PD does impose major lifestyle changes, and it is easy to feel an overwhelming sense of loss. You can no longer do many things as easily as you did before, or perhaps you may not be able to do them at all. Although PD may define what you can and cannot do, it does not define you. You are not your disease. You can regain a measure of control by making a list of all of the things that you can do. Then make another list of all the things that you can do to care of yourself, such as diet, exercise, managing stress, and taking your drugs on time. Perhaps one of the most difficult hurdles is learning to accept help from others. Because PD will make you unable to do certain things, you will need help. Learn to accept help gracefully, without losing your dignity. Giving help has its own rewards, one of which is an offer of appreciation.
Another difficulty is responding to the unkind looks or remarks from others, particularly strangers. Although they may never have known anyone with PD, their rudeness or pity is unwelcome. Education—improving public awareness and media coverage or making information about PD available to others—is important. If you have the opportunity and the courage, you could explain to them that you have a neurologic disorder that affects your walking and balance. The Parkinson Disease Society of Great Britain has a small card that can be handed to people that says: I have Parkinson disease.
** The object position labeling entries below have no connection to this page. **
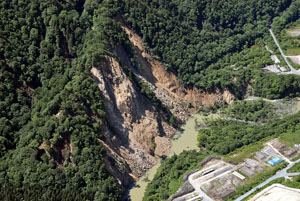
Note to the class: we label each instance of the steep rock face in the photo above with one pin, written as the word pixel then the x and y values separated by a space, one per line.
pixel 133 123
pixel 167 87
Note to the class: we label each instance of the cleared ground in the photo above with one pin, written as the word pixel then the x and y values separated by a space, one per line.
pixel 293 32
pixel 293 51
pixel 278 192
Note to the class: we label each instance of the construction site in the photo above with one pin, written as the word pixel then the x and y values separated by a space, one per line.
pixel 217 180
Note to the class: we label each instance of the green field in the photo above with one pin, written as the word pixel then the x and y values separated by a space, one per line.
pixel 290 138
pixel 293 51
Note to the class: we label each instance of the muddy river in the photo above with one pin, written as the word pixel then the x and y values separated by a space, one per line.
pixel 186 140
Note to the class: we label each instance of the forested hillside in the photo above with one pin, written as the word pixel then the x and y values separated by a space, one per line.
pixel 189 36
pixel 48 98
pixel 52 114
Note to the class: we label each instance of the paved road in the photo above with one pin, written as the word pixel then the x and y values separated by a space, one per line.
pixel 293 70
pixel 280 174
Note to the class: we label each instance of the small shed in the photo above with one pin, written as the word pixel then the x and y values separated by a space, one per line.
pixel 274 161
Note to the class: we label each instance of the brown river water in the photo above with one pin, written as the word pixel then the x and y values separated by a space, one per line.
pixel 187 140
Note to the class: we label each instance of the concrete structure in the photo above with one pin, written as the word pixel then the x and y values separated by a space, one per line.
pixel 274 161
pixel 275 59
pixel 239 175
pixel 277 192
pixel 261 156
pixel 247 172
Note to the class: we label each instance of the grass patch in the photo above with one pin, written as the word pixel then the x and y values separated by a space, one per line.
pixel 245 152
pixel 259 178
pixel 296 66
pixel 295 168
pixel 293 51
pixel 290 138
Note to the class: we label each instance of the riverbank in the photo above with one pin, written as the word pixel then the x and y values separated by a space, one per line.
pixel 183 140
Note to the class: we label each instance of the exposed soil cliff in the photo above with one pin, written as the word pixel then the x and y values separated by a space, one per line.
pixel 166 86
pixel 134 126
pixel 136 132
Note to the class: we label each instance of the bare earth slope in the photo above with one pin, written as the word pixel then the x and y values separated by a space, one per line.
pixel 134 123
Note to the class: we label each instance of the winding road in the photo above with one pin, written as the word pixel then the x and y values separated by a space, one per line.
pixel 279 174
pixel 293 70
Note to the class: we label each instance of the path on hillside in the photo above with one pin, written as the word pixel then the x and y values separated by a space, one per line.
pixel 292 69
pixel 279 174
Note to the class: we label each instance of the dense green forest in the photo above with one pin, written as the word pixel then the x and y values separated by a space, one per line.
pixel 189 36
pixel 225 136
pixel 47 97
pixel 256 110
pixel 169 175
I may be slow to move or unsteady on my feet. I may have difficulty speaking and writing clearly. I can hear and understand you. Please allow time.
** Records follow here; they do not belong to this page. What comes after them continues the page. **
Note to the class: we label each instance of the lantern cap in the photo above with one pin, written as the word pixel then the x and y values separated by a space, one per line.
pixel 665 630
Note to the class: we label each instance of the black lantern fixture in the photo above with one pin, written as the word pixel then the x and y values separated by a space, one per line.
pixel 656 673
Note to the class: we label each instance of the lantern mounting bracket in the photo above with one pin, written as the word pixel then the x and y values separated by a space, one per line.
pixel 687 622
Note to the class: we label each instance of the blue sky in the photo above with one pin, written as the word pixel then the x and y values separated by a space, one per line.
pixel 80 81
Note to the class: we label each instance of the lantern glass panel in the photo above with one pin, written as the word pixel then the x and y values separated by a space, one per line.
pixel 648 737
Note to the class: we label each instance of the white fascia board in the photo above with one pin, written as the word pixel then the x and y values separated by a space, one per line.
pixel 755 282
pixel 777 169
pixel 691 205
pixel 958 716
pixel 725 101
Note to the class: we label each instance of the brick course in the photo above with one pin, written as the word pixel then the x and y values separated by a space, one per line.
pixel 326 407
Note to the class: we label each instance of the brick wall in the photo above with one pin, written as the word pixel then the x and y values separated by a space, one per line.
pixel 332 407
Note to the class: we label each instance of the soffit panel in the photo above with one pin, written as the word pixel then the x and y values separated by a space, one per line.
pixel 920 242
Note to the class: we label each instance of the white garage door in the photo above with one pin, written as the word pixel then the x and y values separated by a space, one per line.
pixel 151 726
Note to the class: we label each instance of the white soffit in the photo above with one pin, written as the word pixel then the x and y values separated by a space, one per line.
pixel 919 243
Staying active and interacting with others give opportunities for expanding your horizons and staying in touch with others. Find, join, and attend PD support groups, which offer camaraderie with other folks who have gone down the same path as you, who know how PD feels, and who can share with you their best methods of coping. They are also an excellent source of knowledge about PD and can keep you posted on the best books and web pages or the newest developments in research and treatment of PD. Friends made in support groups can keep you from feeling alone in your circumstances.
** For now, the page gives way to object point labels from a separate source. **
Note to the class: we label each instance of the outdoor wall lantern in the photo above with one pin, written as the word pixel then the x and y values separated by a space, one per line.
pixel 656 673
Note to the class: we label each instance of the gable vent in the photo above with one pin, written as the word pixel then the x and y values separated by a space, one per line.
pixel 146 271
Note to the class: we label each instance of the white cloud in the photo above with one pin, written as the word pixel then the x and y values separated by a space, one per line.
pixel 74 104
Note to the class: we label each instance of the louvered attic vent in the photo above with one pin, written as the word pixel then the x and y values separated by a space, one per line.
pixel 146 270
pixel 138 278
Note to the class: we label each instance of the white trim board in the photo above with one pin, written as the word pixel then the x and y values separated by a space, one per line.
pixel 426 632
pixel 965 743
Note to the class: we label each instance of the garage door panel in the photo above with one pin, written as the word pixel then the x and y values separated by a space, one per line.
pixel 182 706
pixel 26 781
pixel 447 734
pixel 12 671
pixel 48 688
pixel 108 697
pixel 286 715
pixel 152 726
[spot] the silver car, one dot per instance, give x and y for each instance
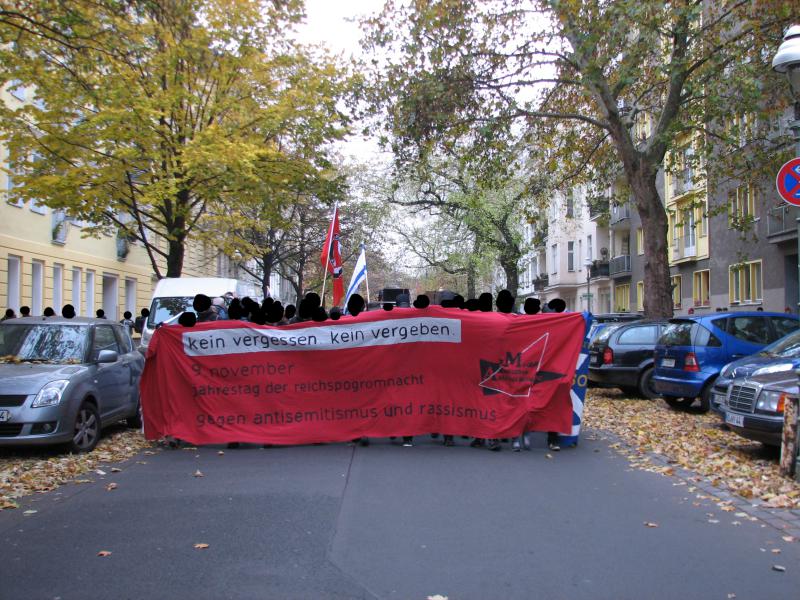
(63, 380)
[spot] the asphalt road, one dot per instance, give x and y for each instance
(336, 521)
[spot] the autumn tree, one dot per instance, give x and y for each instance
(574, 78)
(147, 116)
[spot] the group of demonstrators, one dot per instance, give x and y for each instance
(272, 312)
(68, 312)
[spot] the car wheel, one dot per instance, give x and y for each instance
(705, 396)
(679, 402)
(646, 385)
(86, 431)
(135, 421)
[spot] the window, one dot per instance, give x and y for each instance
(622, 298)
(11, 181)
(639, 335)
(640, 295)
(16, 89)
(104, 339)
(130, 295)
(14, 282)
(749, 329)
(701, 289)
(676, 291)
(37, 287)
(783, 326)
(58, 287)
(76, 290)
(741, 206)
(89, 293)
(744, 283)
(689, 240)
(570, 256)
As symptoms progress, it will be necessary to revise your expectations of yourself. Insisting on doing things or driving yourself to places the way that you used to will bring on increased stress and anxiety. Your successes and accomplishments prior to having PD are not realistic goals now. Adjust your priorities accordingly. Set goals for yourself that are attainable and challenging but that can be accomplished within your physical and emotional limits. Remember past successes, as those memories can be inspiring when you don't feel encouraged. Focus on small victories, and keep track of them. Reward yourself as you meet each goal. Progress will also keep your spirits up and keep you feeling in control of your life. Your accomplishments will bolster your self-esteem.